The R&D reality is that technology advances will likely come from the commercial world as the DOD base continues to shrink. It is clear that in certain areas, DOD must remain involved where there is no private R&D or to fill gaps in R&D. Warships, fighter aircraft, tanks, and missile defense are examples. However, advances in commercial technology in the Information Age are unlikely to be matched by DOD.

Of equal importance is how we train, organize, and educate our combat officers and key enlisted personnel. Command must be geared to achieving the best of the best—not the best among the good. Assimilating in real time the vast amount of information and putting information to use will no doubt lead to major changes in the composition, competence, and authority of (even and especially) individual military unit commanders perhaps to the squad or private soldier level.

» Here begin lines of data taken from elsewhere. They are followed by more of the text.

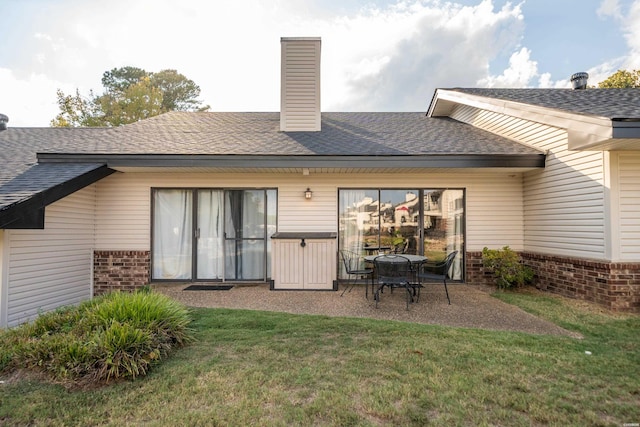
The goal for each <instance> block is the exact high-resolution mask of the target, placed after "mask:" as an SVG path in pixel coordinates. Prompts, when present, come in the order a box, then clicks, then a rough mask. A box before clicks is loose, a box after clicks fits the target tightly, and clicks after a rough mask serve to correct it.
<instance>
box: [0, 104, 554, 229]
mask: <svg viewBox="0 0 640 427" xmlns="http://www.w3.org/2000/svg"><path fill="white" fill-rule="evenodd" d="M544 158H545V155H544V153H543V152H541V151H540V150H537V149H535V148H532V147H529V146H526V145H523V144H520V143H518V142H515V141H512V140H509V139H506V138H503V137H500V136H497V135H494V134H492V133H490V132H486V131H483V130H480V129H477V128H474V127H473V126H470V125H466V124H463V123H460V122H457V121H455V120H451V119H449V118H428V117H425V115H424V113H323V114H322V130H321V131H320V132H281V131H280V130H279V114H278V113H188V112H171V113H166V114H163V115H160V116H156V117H153V118H151V119H147V120H144V121H141V122H138V123H135V124H131V125H127V126H122V127H119V128H91V129H89V128H81V129H60V128H9V129H8V130H5V131H2V132H0V161H1V162H2V165H3V167H2V168H0V228H11V227H20V228H30V227H40V226H41V225H42V221H43V218H44V216H43V212H44V207H45V206H46V205H47V204H49V203H52V202H54V201H55V200H58V199H60V198H61V197H64V196H66V195H68V194H71V193H72V192H74V191H77V190H78V189H79V188H82V186H86V185H89V184H91V183H92V182H95V181H97V180H98V179H101V178H103V177H104V176H107V175H108V174H110V173H112V172H113V171H114V170H113V169H112V168H116V167H118V166H122V165H127V166H136V167H157V166H165V167H167V166H170V167H188V166H205V167H218V168H220V167H223V168H224V167H229V166H231V165H233V167H246V168H249V167H256V165H259V166H260V167H263V168H264V167H266V168H269V167H278V168H283V167H296V166H300V165H307V166H308V167H314V166H315V167H333V168H340V167H345V168H347V167H348V168H354V167H362V168H381V167H384V168H389V167H392V166H390V165H395V166H397V167H399V168H403V167H404V168H406V167H413V168H415V167H418V168H426V167H529V168H531V167H543V166H544ZM314 162H315V163H314ZM394 162H395V163H394ZM25 212H29V213H28V215H26V217H25Z"/></svg>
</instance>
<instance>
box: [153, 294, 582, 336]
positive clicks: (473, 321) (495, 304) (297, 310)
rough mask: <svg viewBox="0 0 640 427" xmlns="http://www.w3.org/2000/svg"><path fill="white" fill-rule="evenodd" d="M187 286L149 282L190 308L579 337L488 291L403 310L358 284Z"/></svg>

Of course, even with the most perfect information, an unqualified, inexperienced, or unprepared military commander may not win except with extraordinary luck or an incompetent foe. And, we repeat that there are cases where NO military force may be able to succeed if the objectives are unobtainable. The match of the entrepreneurial individual with the potential of the technology base is key. Optimizing and integrating all elements into a total system is a certain way to exploit the opportunity that we can perceive becoming more visible in the coming years.